The three finalists for the BBC Young Musician contest say they have chosen “tricky” pieces for Sunday’s showdown.
Saxophonist Jess Gillam, cellist Sheku Kanneh-Mason and horn player Ben Goldscheider will each perform a concerto of their choice, accompanied by the BBC Symphony Orchestra.
All three have been mentored by former winner Nicola Benedetti.
Now in its 38th year, the Young Musician competition is one of the most prestigious awards for amateur players.
The finalists have made it through four stages to play at the Barbican on Sunday night, from regional auditions to last week’s semi-finals.
We caught up with the teenagers as they rehearsed with conductor Mark Wigglesworth at the BBC’s Maida Vale studios on Thursday afternoon.
The grand final will be broadcast from 19:00 BST on BBC Four and BBC Radio 3 this Sunday, 15 May.
JESS GILLAM – Saxophone
Seventeen-year-old Jess Gillam has been playing saxophone for 10 years, and was a finalist in the woodwind category at the previous BBC Young Musician competition, in 2014.
Born and raised in Ulverston, Cumbria, she was recently awarded Musician of the Year at the Cumbria Culture Awards, and has played with Jools Holland’s Rhythm and Blues orchestra.
Currently studying at the Royal Northern College of Music, she runs a music festival in her spare time, bringing international names like Courtney Pine, Snake Davis and Tommy Smith to her home town.
“Music is about taking influences from as many places as you can, then finding the thing that connects with you,” she says.
SHEKU KANNEH-MASON – Cello
Inspired by Jaqueline du Pre, Sheku Kanneh-Mason first picked up a cello aged six.
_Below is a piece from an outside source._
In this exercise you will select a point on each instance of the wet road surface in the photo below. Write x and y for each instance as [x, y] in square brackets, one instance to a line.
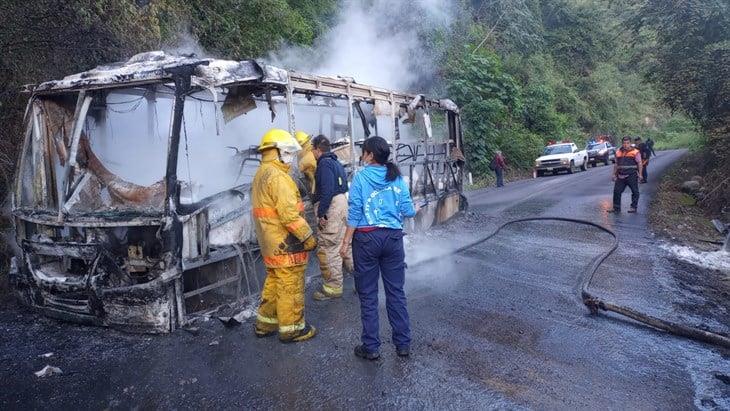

Three years later, he completed his Grade 8 exam, gaining the highest marks in the country that year.
Now aged 17, he studies at the Royal Academy of Music, while still attending classes at Trinity Catholic Comprehensive School in his hometown, Nottingham.
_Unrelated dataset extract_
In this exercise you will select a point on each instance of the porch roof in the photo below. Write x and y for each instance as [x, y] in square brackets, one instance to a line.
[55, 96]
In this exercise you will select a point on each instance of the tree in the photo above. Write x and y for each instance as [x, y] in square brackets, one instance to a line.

An in-demand performer, the cellist plays with the Chineke! Professional Orchestra, the Junior Royal Academy Symphony Orchestra and the Ash String Trio.
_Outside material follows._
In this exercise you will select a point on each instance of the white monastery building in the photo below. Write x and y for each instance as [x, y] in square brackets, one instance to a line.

“It’s always rewarding,” he says. “I love the deep sounds it can make, in contrast with the high, wailing sounds.”
BEN GOLDSCHEIDER – Horn
As the oldest contestant, 18-year-old Ben Goldscheider is taking a break from his A-level studies to prepare for the Young Musician final.
He began playing nine years ago, and since the age of 11, has been studying with Susan Dent at the Royal College of Music Junior Department.
Currently the principal horn of the National Youth Orchestra of Great Britain, he says his real passion is solo and chamber music – and he is keen to promote and expand his instrument’s repertoire.
“I don’t know what my influences are,” he says. “I’ve always kind of done things myself.”